Habitat: Old fields, pastures.
Habit: Stout shrub to 9 feet long.
Stems: Upright or arching, stout, covered with broad-based prickles.
Leaves: Alternate; those of the sterile stems with 3-7 leaflets, the leaflets ovate, pointed at the tip, rounded or heart-shaped at the base, coarsely toothed, hairy on the lower surface with glandular hairs, leaf stalk often with curved prickles; those of the flowering stems simple or divided into 3 or 5 leaflets, otherwise similar to the leaves of the sterile stem.
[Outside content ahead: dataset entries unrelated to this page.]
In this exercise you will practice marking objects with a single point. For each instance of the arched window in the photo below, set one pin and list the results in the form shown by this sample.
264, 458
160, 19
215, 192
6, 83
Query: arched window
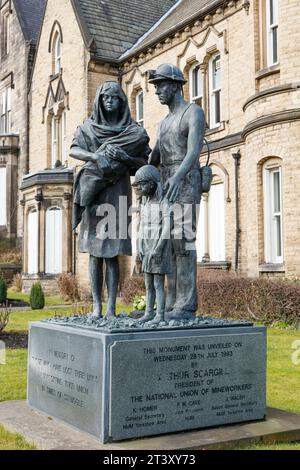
196, 85
273, 223
139, 108
3, 219
215, 90
57, 54
32, 242
211, 224
53, 141
272, 31
53, 250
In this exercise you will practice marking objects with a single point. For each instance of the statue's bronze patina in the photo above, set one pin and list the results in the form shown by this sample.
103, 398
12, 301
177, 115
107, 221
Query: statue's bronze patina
177, 150
112, 145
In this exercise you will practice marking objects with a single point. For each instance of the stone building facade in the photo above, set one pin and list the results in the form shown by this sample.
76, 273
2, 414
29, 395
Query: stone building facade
240, 67
18, 32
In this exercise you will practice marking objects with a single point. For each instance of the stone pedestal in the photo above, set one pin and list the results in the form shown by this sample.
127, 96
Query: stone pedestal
121, 385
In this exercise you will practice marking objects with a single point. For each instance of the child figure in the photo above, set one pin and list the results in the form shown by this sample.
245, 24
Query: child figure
154, 245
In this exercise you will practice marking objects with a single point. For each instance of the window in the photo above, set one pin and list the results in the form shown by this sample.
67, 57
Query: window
272, 31
215, 90
32, 242
273, 215
196, 85
63, 147
5, 33
139, 104
53, 141
3, 220
211, 225
57, 54
5, 110
53, 261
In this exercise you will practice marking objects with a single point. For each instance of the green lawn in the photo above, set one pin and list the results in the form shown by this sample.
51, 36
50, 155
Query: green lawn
12, 441
283, 384
49, 300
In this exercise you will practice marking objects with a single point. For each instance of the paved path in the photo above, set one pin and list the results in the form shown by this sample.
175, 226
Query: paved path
50, 434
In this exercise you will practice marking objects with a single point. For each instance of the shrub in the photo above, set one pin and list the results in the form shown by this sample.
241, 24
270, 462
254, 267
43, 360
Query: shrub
37, 297
4, 317
3, 289
68, 287
82, 310
9, 253
132, 287
254, 299
139, 302
17, 283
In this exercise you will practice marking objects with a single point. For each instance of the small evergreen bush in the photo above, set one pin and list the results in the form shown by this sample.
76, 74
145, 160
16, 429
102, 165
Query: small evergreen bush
37, 297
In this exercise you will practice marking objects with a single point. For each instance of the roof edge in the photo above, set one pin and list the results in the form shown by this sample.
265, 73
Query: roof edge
88, 39
161, 19
37, 44
200, 13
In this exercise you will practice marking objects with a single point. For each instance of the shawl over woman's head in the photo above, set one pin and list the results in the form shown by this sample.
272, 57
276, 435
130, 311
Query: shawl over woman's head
99, 114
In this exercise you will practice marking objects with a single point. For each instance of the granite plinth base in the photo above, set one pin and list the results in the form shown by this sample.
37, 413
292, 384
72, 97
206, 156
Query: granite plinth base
125, 385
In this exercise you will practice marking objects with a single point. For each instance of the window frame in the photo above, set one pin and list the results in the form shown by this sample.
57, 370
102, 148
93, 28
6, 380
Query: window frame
270, 215
5, 33
214, 92
196, 98
3, 192
205, 234
5, 111
63, 137
54, 153
138, 108
57, 53
32, 245
271, 28
54, 242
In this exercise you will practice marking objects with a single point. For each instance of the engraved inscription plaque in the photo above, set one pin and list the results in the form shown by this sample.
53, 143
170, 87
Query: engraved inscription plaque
175, 384
65, 377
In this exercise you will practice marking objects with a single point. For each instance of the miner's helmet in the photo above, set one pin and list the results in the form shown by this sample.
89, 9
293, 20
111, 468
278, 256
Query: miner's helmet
146, 173
166, 72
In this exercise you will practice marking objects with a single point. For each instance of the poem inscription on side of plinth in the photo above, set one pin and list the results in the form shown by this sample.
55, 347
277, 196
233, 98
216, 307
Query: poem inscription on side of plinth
65, 377
167, 385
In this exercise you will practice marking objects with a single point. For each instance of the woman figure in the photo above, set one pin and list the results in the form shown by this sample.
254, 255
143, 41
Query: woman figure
113, 145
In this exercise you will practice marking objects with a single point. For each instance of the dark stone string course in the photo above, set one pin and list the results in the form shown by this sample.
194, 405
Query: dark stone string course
123, 323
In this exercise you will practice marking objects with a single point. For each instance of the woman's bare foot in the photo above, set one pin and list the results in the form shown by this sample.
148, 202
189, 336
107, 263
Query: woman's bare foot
147, 317
97, 312
158, 318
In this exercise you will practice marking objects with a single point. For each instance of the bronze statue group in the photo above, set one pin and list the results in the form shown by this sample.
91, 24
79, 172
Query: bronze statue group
114, 148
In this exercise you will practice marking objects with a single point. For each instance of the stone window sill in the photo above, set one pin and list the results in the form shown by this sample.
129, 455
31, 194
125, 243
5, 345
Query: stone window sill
267, 71
225, 265
271, 268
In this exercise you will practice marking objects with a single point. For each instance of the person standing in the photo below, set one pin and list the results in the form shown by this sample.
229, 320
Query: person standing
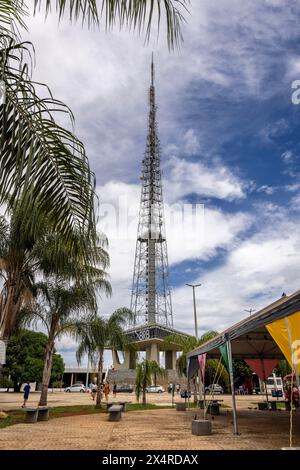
94, 392
106, 390
26, 394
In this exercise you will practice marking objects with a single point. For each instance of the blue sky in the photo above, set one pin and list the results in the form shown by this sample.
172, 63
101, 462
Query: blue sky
230, 141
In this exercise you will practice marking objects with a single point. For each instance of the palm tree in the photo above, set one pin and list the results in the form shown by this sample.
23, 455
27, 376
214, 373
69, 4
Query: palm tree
144, 374
23, 256
95, 334
57, 308
40, 159
187, 344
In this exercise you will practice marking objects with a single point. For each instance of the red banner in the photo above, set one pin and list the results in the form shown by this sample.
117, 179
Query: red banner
262, 367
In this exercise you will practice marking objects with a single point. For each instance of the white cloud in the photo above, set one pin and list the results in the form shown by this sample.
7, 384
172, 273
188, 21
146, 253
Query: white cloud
191, 142
226, 53
184, 178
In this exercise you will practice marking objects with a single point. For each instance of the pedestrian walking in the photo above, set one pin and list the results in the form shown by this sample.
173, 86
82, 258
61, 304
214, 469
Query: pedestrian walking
26, 394
106, 390
94, 392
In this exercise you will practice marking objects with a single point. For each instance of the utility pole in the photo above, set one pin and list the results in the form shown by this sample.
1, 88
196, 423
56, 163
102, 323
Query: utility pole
196, 333
195, 311
250, 310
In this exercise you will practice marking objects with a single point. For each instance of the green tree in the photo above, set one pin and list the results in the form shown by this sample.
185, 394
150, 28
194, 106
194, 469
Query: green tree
40, 160
25, 359
145, 371
23, 256
57, 307
95, 334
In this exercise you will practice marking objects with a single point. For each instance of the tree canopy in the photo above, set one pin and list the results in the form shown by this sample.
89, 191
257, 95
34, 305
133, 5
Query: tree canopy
25, 359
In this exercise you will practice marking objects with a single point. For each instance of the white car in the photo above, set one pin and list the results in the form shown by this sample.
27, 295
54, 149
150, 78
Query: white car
75, 388
214, 388
153, 389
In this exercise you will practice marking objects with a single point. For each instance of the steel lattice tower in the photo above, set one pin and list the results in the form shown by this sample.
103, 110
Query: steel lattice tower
151, 297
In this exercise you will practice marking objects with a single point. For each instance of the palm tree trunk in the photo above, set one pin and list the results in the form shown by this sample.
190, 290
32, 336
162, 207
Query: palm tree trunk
99, 380
48, 358
10, 304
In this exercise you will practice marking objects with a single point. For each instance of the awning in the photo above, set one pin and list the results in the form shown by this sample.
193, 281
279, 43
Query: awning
250, 337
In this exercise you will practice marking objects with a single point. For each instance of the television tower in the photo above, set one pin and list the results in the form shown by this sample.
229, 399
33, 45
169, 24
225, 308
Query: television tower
151, 297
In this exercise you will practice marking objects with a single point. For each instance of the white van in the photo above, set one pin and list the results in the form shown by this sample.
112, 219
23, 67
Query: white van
275, 386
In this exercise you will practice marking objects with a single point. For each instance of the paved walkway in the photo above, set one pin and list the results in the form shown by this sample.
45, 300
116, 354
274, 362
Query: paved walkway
9, 401
157, 429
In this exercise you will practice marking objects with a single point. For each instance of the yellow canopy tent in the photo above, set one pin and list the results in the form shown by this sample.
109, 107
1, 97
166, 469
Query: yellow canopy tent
286, 333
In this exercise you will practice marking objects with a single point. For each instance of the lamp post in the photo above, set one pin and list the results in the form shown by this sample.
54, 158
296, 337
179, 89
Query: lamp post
195, 311
196, 332
250, 310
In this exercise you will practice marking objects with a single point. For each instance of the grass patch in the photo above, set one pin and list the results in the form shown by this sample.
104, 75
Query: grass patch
18, 416
14, 417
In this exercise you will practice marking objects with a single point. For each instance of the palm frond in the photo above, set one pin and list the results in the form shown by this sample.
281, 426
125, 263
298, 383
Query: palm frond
12, 13
138, 15
42, 163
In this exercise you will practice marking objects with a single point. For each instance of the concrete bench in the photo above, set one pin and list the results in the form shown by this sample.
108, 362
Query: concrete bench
213, 409
115, 412
112, 403
43, 413
123, 404
201, 427
31, 415
180, 406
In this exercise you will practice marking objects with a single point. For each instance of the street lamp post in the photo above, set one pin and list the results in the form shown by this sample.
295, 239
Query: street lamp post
195, 311
250, 310
196, 332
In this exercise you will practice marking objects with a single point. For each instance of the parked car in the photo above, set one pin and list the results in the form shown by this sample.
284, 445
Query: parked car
155, 389
214, 388
124, 388
76, 388
185, 393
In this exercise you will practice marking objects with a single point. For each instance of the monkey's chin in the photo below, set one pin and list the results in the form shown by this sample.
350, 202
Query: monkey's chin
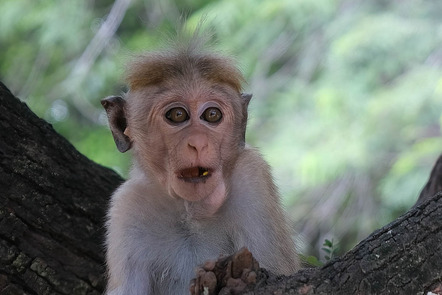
208, 189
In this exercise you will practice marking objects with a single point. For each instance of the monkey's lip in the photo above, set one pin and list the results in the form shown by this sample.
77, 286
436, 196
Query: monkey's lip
194, 174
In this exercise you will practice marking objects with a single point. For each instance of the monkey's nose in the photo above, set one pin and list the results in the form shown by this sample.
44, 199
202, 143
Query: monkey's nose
198, 142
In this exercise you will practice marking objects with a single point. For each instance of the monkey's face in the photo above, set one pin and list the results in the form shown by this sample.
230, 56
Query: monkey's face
188, 137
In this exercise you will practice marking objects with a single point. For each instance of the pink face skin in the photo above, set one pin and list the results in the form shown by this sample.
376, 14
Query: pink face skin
192, 141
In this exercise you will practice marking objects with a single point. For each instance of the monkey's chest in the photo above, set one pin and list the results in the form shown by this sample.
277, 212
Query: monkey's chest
174, 266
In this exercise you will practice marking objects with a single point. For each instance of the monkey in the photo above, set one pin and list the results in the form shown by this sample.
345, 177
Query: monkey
196, 189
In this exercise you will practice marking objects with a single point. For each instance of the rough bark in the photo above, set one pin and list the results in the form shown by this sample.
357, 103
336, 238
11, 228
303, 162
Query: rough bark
53, 202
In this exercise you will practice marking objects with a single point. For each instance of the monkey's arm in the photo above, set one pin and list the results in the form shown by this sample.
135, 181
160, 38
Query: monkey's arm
261, 225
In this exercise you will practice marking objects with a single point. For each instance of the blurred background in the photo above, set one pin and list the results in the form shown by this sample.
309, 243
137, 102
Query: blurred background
347, 104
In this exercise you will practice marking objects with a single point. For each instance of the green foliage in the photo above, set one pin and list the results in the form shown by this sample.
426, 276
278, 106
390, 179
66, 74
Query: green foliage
347, 94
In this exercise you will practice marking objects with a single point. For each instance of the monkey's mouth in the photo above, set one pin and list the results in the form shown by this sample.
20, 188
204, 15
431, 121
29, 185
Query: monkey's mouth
194, 174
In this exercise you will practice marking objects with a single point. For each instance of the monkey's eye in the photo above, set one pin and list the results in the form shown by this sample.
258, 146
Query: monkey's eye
177, 115
212, 115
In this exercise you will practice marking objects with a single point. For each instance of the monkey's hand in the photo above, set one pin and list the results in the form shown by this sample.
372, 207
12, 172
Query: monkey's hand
227, 275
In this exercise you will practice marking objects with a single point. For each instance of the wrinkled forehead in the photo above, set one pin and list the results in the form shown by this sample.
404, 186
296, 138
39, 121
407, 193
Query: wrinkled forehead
157, 69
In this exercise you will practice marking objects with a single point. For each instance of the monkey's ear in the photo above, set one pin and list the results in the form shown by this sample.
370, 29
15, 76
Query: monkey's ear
245, 101
114, 106
246, 97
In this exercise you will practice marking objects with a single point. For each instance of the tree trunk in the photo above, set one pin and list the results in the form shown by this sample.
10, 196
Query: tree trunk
52, 210
52, 207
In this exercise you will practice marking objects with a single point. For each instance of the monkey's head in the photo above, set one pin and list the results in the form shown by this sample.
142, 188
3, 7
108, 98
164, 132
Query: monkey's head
185, 119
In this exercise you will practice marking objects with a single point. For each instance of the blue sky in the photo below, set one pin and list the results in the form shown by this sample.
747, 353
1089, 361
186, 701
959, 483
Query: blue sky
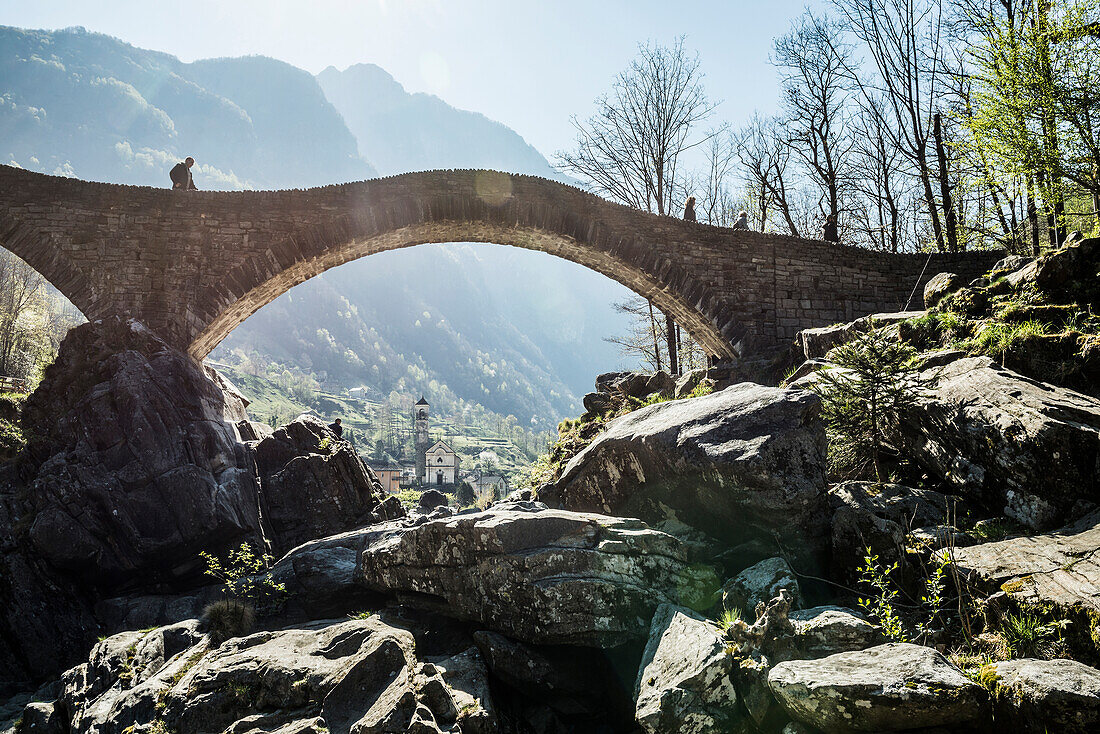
529, 65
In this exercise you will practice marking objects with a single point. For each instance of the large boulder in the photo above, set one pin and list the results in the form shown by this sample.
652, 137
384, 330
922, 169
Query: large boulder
1048, 696
1056, 570
869, 515
889, 688
360, 675
576, 688
938, 286
539, 576
760, 583
824, 631
685, 679
820, 341
739, 464
139, 462
1022, 448
312, 484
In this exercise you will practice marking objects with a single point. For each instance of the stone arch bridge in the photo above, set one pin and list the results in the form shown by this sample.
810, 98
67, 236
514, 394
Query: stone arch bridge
193, 265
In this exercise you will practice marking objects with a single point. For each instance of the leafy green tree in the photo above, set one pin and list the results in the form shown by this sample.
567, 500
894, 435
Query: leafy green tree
1035, 114
877, 381
465, 494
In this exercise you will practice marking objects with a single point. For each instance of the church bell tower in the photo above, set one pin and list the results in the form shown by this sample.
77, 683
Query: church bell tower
420, 437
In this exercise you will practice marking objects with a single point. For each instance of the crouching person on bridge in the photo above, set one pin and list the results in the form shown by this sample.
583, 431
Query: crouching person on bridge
180, 175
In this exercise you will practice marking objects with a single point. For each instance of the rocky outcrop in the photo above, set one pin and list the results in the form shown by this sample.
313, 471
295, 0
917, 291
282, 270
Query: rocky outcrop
760, 583
738, 464
1048, 696
558, 688
140, 467
1019, 447
360, 675
824, 631
938, 286
684, 682
548, 577
889, 688
815, 343
1056, 570
868, 515
312, 484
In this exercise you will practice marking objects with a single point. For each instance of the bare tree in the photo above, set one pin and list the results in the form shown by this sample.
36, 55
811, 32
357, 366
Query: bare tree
630, 149
765, 156
814, 62
642, 342
903, 39
881, 184
716, 200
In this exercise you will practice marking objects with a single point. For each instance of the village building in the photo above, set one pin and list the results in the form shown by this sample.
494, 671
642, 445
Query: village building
391, 475
420, 439
442, 464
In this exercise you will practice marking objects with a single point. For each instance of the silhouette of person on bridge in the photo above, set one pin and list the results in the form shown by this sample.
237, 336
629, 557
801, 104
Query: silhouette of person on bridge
690, 209
180, 175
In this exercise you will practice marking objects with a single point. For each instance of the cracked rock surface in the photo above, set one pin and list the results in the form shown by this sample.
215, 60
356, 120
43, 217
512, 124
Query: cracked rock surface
537, 574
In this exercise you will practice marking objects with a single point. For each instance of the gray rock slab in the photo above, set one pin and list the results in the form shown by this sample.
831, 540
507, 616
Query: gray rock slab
888, 688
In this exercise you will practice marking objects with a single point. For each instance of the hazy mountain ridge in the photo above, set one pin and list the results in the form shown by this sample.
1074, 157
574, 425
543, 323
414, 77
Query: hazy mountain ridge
398, 131
515, 331
88, 105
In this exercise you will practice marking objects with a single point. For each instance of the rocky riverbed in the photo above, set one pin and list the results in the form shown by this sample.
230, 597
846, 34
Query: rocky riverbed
693, 565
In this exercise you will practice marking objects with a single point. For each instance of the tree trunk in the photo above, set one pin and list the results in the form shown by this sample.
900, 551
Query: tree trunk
930, 200
1033, 216
945, 187
652, 329
670, 327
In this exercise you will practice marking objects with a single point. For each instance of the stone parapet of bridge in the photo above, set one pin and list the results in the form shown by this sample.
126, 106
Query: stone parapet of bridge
193, 265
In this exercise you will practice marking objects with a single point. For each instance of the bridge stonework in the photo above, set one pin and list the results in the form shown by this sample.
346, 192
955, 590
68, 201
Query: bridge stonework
193, 265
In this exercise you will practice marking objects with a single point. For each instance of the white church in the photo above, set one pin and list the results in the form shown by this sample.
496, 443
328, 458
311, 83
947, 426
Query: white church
441, 464
438, 463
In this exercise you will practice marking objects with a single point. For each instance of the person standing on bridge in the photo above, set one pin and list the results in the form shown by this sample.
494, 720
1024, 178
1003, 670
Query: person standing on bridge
829, 232
180, 175
690, 209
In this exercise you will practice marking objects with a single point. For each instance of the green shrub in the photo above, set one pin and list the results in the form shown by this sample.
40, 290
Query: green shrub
246, 582
1026, 635
862, 401
997, 338
465, 494
728, 619
228, 619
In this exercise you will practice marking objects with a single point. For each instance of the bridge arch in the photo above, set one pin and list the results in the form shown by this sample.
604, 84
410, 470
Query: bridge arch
194, 264
580, 243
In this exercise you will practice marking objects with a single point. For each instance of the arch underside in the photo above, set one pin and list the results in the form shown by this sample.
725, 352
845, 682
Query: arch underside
694, 318
40, 251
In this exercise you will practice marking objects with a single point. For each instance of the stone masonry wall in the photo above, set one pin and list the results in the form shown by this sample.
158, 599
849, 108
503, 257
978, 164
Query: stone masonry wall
195, 264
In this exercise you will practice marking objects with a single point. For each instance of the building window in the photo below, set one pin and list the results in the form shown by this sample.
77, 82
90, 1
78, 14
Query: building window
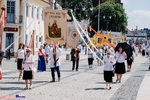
42, 15
37, 13
37, 41
32, 13
27, 11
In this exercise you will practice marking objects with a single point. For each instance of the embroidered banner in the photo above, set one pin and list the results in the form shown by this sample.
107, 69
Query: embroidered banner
55, 25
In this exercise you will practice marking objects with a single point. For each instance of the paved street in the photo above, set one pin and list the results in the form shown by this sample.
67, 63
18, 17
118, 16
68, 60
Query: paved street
86, 84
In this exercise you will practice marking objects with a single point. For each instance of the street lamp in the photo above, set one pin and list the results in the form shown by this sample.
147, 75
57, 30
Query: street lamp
107, 21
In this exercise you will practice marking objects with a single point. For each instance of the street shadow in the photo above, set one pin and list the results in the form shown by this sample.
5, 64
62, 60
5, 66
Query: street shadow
12, 83
11, 88
95, 89
66, 71
9, 77
105, 83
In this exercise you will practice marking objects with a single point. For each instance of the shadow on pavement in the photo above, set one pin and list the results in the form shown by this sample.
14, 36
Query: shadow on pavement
12, 88
105, 83
95, 89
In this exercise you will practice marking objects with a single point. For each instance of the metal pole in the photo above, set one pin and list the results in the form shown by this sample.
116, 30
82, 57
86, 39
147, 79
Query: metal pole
99, 17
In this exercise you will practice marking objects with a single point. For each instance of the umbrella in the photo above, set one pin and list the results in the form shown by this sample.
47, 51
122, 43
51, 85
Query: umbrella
126, 48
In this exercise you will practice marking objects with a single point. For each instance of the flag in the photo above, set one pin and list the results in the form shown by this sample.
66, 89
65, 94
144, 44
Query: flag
31, 43
1, 27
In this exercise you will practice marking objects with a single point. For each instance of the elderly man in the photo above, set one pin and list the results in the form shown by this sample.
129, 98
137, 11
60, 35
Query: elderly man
55, 54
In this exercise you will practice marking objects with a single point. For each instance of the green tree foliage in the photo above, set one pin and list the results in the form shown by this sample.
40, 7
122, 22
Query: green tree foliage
117, 23
77, 7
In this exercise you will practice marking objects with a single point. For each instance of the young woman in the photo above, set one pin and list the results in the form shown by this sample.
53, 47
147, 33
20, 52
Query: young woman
41, 62
73, 58
109, 61
19, 59
120, 64
28, 64
90, 58
129, 62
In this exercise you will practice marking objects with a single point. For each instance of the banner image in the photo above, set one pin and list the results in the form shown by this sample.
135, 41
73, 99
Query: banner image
55, 25
72, 36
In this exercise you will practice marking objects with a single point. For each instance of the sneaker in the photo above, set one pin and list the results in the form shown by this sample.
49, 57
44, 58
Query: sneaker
26, 88
30, 87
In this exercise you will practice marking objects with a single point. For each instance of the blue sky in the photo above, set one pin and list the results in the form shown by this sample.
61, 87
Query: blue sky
138, 12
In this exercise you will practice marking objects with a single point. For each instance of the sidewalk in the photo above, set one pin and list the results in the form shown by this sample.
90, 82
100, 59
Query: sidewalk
144, 93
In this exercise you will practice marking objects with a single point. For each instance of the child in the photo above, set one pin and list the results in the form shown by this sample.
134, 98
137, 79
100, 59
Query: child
28, 65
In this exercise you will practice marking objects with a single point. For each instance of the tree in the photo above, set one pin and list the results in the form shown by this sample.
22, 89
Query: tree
117, 23
77, 7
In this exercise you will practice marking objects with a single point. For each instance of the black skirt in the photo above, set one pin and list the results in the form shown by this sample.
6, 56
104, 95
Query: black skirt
129, 62
19, 64
108, 76
120, 68
90, 61
27, 75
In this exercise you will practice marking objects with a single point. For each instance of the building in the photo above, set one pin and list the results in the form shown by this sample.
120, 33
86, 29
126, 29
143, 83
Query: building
96, 2
22, 17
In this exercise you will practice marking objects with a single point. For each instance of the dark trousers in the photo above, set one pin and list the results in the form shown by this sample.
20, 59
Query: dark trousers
53, 72
77, 64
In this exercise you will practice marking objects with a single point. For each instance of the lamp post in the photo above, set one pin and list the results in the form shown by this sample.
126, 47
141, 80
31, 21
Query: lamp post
107, 21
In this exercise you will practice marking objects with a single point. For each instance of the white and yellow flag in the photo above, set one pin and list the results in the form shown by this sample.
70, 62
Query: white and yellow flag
55, 25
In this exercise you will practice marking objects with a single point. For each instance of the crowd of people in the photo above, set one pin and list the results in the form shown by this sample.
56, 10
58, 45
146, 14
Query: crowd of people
114, 62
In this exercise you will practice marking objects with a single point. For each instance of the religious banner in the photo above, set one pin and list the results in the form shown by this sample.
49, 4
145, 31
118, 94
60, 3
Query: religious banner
55, 25
72, 36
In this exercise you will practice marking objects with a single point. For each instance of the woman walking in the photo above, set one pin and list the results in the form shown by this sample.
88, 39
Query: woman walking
73, 58
41, 62
129, 62
109, 61
120, 64
90, 58
19, 59
28, 64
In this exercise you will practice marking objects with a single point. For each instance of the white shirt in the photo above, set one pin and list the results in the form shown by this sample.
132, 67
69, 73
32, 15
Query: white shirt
47, 47
109, 66
91, 54
58, 54
28, 59
21, 53
42, 51
119, 57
Flowers: Several in short, flattened racemes usually about as broad as long; each flower up to 2 inches across, on glandular-hairy stalks.
Sepals: 5, green, attached below to form a cup, ovate to broadly lanceolate.
Petals: 5, white, free from each other, up to 1 inch long.
Stamens: Numerous.
Pistils: Numerous, each with a superior ovary.
Fruits: Many drupelets in thimble-shaped clusters up to 1 inch long.
Notes: Gleason and Cronquist consider this species to be the same as R. allegheniensis. The fruits are eaten by a variety of animals, including humans.